Tales Of A Fourth-Rate Nothing: Busking On The Wrong Street Corner
During Clarion, I coined the phrase “busking on the wrong corner” to describe the phenomenon of “entertaining writing that doesn’t serve the story.” It’s the reason writers have to kill their darlings. It’s the trap that stops a lot of good writers from making the transition to great.
“Busking” is the practice of playing in public spaces for donations – you know, that guy playing the guitar, his guitar case open before him, full of scattered singles and quarters. Buskers are often some of the most talented musicians. But the buskers’ art is also partially a knowledge of where the crowds are.
You can sing your fucking heart out on a corner where there’s no foot traffic. If you’re really good, you might make a few bucks. But if you’re really good and really smart, you’ll position yourself near the subway where people are pouring out by the hundreds as rush hour ends, a place where even a mediocre musician can clean up. Part of your strength is not just the raw force of your musicianship, but knowing where to place that skill so it’s maximized with silver rains of spare change.
Writers (me included, oh so included) are often putting their talents to use on the wrong corner. This chapter is brilliant writing, it’s got great characterization, it’s exciting. But underneath, the scene is at odds with what the story is trying to do, and what you’ll wind up with is a great scene that advances the story in the wrong ways.
Lemme give you the real-life example: the lead character of the novel I’m plotting right now, Autumn Akeley, is a taxidermist. In the beginning of the book, Autumn is deep in the woods on a rumor, searching for the Hulk.
Why the Hulk, you ask? Because she’s not just any taxidermist – she makes wild viral videos online parodying recent movies in order to drive business to her online taxidermy shop.
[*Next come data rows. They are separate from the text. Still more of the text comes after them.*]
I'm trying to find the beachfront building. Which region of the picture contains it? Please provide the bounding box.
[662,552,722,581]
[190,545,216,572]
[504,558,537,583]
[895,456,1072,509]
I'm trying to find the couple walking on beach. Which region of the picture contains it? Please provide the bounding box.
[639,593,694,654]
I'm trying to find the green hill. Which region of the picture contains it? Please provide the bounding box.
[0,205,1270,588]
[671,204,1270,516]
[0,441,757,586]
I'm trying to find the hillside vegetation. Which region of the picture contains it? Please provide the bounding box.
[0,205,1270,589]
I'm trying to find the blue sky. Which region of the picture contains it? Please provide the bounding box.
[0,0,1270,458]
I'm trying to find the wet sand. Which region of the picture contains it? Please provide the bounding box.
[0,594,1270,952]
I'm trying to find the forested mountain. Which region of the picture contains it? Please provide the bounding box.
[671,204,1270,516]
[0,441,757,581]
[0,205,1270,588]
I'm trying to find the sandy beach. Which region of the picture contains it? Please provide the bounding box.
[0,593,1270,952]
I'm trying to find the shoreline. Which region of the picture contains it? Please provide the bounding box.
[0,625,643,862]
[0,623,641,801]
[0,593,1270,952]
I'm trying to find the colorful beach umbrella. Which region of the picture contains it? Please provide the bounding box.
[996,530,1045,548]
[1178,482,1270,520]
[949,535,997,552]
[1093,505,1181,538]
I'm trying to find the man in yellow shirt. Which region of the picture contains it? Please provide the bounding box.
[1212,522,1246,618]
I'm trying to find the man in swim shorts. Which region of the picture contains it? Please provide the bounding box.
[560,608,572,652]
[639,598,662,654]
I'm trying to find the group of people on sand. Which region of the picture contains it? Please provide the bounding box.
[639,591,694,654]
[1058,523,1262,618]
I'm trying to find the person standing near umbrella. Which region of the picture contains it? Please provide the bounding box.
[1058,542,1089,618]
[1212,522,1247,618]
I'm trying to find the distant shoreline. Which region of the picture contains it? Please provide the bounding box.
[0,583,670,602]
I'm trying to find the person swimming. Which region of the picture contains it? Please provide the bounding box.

Autumn’s latest planned video (“The Bearvengers”) needs a gigantic, light-skinned animal she can dye green to play the part of the Hulk. Autumn does not kill animals for her entertainment (she takes the death of any creature very seriously), but she just got a tip from a hunter that there’s a decaying grizzly in the woods she might be able to use. She tracks it down with her friend Karla and examines the corpse – it’s a little too moldy for her liking, but it has very light fur. She thinks she can salvage it.
Then a shot rings out across the forest: there are poachers in the woods. As someone who hates to see an animal killed senselessly, she does not take lightly to poachers. She sets off to investigate, starting the chain of events that sets up the novel….
…Now, that’s a pretty good scene. It’s got an interesting character doing something we’ve never seen done before in a book, it displays her odd compulsions, it allows us to watch her work (if you have a character with an odd profession, people love to see the fine details), and for a short intro it’ll do quite nicely.
And yet we are busking badly here. Why?
Because this novel is about Autumn’s friendship with Karla.
Okay, unfair, I didn’t tell you that – but the whole point of the novel is that a new man in town with a shadowy past begins to romance Karla, causing a rift when Autumn discovers the man’s past as a serial killer. And this scene, while good in a vacuum, utterly fails to set up the dynamics of Karla and Autumn and their friendship. In fact, you’d be excused for forgetting the existence of Karla in this summary, because while we can put in some nice dialogue and characterization to set up Karla’s character, the underlying structure of the scene is not about her at all.
This is a great scene for a novel featuring bold Autumn Akeley, bold adventurer. It’s a terrible scene for Autumn and Karla’s big fight – especially since the next scene involves Autumn tracking down poachers, which has even less to do with their friendship. And if you’re not a careful writer, you’ll think this is an awesome scene because it’s got it all – humor, good characterization, a quick hook to action – without realizing that it’s an awesome scene that’s structurally at odds with what you want to do in the long run. It doesn’t set up the things that need to be established.
It’s a good scene in isolation. In context, it’s a darling that needs to be killed… Or at least dramatically changed so that Karla does something so interesting here that the scene metamorphosizes away from Autumn’s search for the Hulk and into an expression of how Autumn and Karla couldn’t get along without each other.
The point I’m making here is that had I written that chapter, I’d have been very proud. It’d be a nice, 1,500 word opener that would grab the reader, full of lovely details and fun stuff.
And then I’d have to place it into my trash folder, because ultimately it doesn’t do what it needs to, then hunt for the right scene to write.
Well, yes and no. I know someone would have to be a REALLY F’ING GOOD FRIEND for me to go out in the woods to examine and possibly help transport a decaying bear with her. But that could just be me. Maybe if you flip the POV to Karla’s–Christ on a crutch I can’t believe I’ve let Dr. Autumn Frankenstein drag me out to the godforsaken woods to look at a godforsaken dead animal AGAIN–it might work. You might not even need to go as far as that. If you just shift the focus from Autumn and her project to Karla, it should still work.